Now he advanced with a certain feeling of enforced intemperance upon a prospect of superabundant beauty. The great noontide heat was become a salt memory, to be tasted only for emphasis of the bouquet of that velvety wine of air that poured from the heights. Distant hills ran along an amber sky, like the shadows of nearer ones. Far away a jagged keep surmounting a crag stood out, deep umber, from a basin in the valley brimming with blue mist. Closer at hand a marrowy white stream, sliding noiseless over the crest of a slope silhouetted against the northern vaults, seemed the very running band drawn from the heavens to keep the earth spinning. The grasshopper shrilled in the roadside tangle; comfortable doves, drowsing amongst the chestnut leaves, exchanged sleepy confidences.
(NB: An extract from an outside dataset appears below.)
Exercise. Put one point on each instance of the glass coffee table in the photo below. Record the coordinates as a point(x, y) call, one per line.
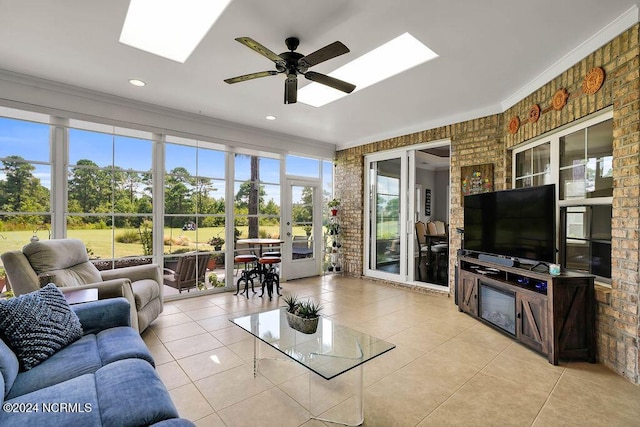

Sometimes the clap of a cow-bell, sometimes the hollow call of a herdsman, thrilled the prosperous calms of light as a dropped stone scatters a water image. These were the acuter accents on a tranquillity that no thought could wound.

At last, when the sun flamed upon the horizon like a burning house of the Zodiac, the traveller came through a deep wood-path upon the village he sought, and was glad to see dusk mantling its gables and blotting out the red lights of the open valley in which it lay.